-
Simplatab is a comprehensive machine learning pipeline designed to automate the process of data bias detection, training, evaluation, and validatiion of typical ML classification models bundled with XAI shap analysis. It provides a robust framework for bias detection, feature selection, preprocessing, hyperparameter tuning, model evaluation, and XAI analysis ensuring efficient and accurate model performance.
-
Overall, Simplatab is a comprehensive platform for automated machine learning pipelines with support for both binary and multiclass classification tasks. This tool simplifies the process of building, training, and evaluating machine learning models through an intuitive web interface.
Simplatab framework runs a complete Machine Learning Pipeline from Data Bias assessment to model train and evaluation and XAI analysis with Shap, for a variety of selectable models. Please navigate to the Examples Folder where examplars Train.csv and Test.csv are given along with the outcomes after the execution of the tool
- Automated Machine Learning: Train and evaluate multiple classification models simultaneously
- Support for Binary and Multiclass Classification: Automatically adapts to your dataset
- Comprehensive Model Evaluation: ROC curves, precision-recall curves, confusion matrices, and more
- Feature Importance Analysis: SHAP-based explainability for all models
- Bias Detection: Identify and assess potential biases in your datasets
- Model Export: Save trained models for deployment in other applications
You can run the Machine Learning Automator using either Docker or as a standalone Python application.

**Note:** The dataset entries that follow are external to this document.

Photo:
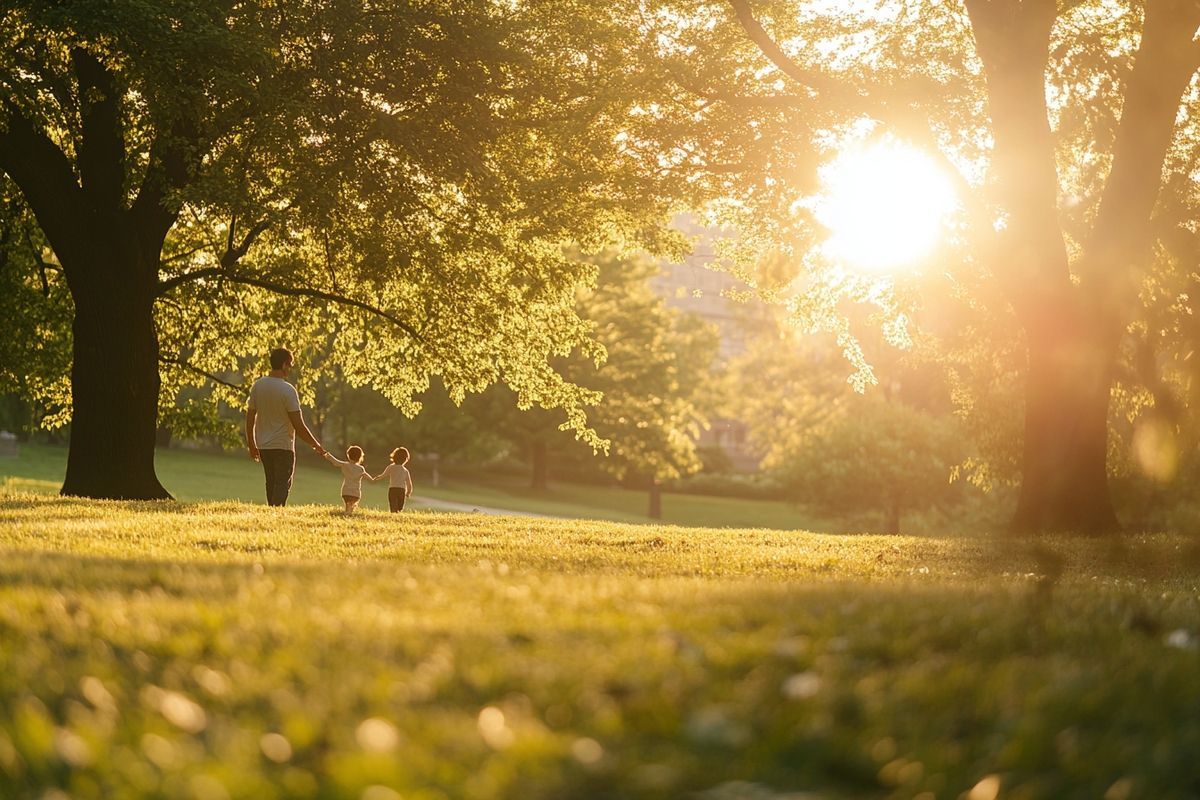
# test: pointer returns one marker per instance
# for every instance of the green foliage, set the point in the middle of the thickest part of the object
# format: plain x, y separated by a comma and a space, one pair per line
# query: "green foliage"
653, 374
35, 308
391, 188
183, 650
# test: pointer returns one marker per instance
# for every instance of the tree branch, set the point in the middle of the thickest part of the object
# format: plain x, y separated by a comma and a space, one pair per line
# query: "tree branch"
233, 254
101, 157
1164, 65
193, 368
291, 292
175, 156
810, 78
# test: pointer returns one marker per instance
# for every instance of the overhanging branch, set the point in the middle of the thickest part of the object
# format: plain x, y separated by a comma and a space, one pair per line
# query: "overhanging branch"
191, 367
286, 290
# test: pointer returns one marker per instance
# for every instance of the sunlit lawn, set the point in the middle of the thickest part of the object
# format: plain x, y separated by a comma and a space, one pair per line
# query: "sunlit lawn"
227, 650
198, 475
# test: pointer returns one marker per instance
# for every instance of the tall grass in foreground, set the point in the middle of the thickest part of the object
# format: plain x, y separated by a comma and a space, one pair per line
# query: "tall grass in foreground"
222, 650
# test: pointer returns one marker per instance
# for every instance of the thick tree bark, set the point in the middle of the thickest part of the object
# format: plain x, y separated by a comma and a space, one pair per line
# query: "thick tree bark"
539, 463
109, 256
114, 384
1065, 479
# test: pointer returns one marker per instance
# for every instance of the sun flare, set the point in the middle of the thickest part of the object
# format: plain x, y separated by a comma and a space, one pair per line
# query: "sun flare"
885, 205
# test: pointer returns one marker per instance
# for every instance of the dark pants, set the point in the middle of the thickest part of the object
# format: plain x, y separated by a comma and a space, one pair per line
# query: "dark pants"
277, 465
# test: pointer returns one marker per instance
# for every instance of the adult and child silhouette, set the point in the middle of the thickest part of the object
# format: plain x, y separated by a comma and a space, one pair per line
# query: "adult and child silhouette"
274, 420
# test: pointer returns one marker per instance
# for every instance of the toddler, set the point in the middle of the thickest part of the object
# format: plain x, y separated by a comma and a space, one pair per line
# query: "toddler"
400, 482
353, 471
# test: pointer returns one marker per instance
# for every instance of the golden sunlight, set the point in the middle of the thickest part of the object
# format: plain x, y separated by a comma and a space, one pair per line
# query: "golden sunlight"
885, 204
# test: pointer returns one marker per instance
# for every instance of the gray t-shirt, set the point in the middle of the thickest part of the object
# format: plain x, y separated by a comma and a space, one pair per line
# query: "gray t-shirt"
273, 398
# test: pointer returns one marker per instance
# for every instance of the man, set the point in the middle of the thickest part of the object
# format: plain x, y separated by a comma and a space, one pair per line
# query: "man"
273, 419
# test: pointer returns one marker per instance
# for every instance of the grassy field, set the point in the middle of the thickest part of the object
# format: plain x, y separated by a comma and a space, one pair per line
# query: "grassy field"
196, 475
221, 650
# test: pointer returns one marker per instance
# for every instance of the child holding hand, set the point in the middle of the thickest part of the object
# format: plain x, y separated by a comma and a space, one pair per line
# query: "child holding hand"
353, 471
400, 482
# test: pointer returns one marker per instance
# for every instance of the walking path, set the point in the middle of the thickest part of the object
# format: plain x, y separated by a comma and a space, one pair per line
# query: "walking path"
469, 507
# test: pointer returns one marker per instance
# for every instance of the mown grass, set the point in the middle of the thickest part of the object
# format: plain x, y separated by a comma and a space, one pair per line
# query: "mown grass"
222, 650
195, 475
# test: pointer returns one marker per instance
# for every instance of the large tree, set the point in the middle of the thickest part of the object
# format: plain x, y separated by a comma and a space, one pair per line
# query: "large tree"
1062, 122
214, 178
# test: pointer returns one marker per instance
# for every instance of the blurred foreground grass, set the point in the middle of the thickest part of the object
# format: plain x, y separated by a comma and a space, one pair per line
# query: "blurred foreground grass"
223, 650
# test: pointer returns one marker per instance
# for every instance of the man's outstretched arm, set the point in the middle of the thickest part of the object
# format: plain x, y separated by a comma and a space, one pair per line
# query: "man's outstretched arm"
250, 433
304, 432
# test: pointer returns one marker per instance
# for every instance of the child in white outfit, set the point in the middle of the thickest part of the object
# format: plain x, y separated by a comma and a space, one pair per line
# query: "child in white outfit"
400, 482
353, 471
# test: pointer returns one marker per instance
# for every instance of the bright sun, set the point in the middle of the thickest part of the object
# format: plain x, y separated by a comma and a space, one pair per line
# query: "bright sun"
885, 204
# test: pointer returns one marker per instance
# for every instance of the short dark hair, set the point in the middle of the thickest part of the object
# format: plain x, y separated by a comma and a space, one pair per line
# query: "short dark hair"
280, 358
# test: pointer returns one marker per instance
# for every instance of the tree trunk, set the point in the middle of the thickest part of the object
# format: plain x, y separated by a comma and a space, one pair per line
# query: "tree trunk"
1063, 477
114, 392
539, 462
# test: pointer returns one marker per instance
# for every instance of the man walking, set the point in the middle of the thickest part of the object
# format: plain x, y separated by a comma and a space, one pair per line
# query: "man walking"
273, 419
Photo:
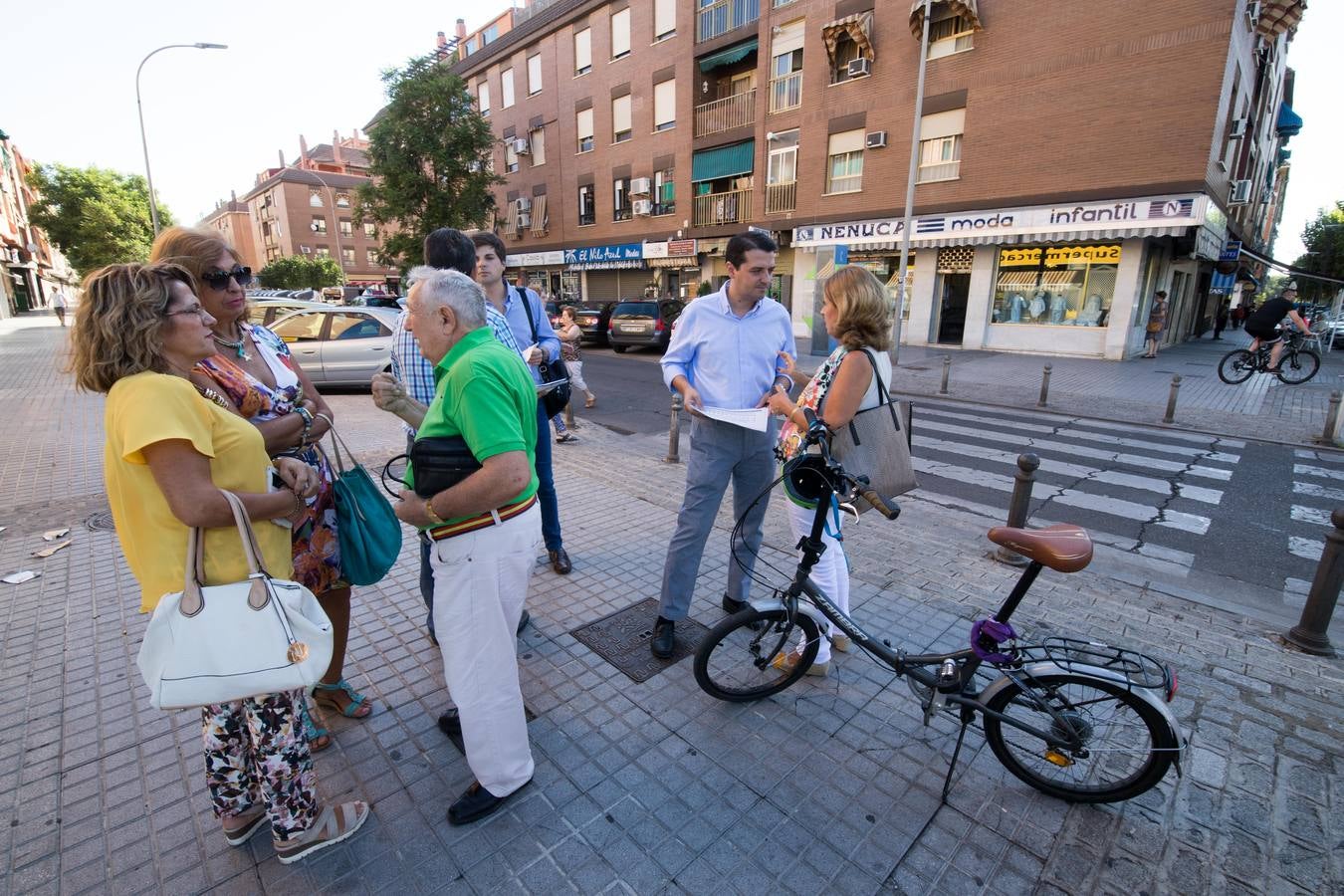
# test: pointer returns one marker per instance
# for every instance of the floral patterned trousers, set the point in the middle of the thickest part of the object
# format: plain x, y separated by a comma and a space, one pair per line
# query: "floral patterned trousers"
256, 753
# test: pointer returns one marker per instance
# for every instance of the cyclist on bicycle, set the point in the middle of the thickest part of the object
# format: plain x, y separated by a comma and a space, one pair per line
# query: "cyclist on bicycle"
1263, 324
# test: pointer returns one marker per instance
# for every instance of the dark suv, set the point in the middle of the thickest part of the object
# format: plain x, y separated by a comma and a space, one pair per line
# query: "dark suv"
642, 323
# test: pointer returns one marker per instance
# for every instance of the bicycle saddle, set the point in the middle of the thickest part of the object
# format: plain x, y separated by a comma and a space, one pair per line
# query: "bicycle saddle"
1062, 547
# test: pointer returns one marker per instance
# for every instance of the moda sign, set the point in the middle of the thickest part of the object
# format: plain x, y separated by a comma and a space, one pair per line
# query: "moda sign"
1158, 211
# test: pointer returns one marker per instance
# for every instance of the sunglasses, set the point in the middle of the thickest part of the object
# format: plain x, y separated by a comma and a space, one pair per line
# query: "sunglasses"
219, 280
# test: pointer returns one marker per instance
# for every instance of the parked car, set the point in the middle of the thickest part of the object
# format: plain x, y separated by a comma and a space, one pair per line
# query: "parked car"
593, 319
340, 345
642, 323
266, 311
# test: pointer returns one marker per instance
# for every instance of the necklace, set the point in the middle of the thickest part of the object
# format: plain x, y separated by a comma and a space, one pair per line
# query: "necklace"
237, 346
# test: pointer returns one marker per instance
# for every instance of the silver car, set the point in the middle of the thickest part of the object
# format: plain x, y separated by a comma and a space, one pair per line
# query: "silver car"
338, 345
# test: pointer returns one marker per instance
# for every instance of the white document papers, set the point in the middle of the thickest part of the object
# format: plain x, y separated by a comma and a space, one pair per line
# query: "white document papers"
757, 418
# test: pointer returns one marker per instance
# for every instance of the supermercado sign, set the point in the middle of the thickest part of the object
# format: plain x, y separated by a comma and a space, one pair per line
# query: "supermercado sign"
1155, 211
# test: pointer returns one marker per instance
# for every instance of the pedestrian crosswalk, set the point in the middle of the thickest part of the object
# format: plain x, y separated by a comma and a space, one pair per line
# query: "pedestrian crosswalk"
1139, 491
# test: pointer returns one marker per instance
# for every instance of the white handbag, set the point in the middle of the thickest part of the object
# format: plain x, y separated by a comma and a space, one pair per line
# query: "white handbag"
225, 642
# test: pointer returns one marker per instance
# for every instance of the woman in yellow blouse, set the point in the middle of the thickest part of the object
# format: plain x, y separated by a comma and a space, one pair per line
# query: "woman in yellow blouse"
169, 450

Just Pull the Image and run it :)
- Docker installed on your system
- Pull the Image
docker pull dimzaridis/simplatab-machine-learning-automator:1.0.0
- Run the Docker Image
docker run -p 7111:5000 simplatab-machine-learning-automator:1.0.0
- Open browser (Chrome, Mozilla) and Access the web interface at
http://localhost:7111/automl/
Using Docker is the easiest way to run the application without worrying about dependencies.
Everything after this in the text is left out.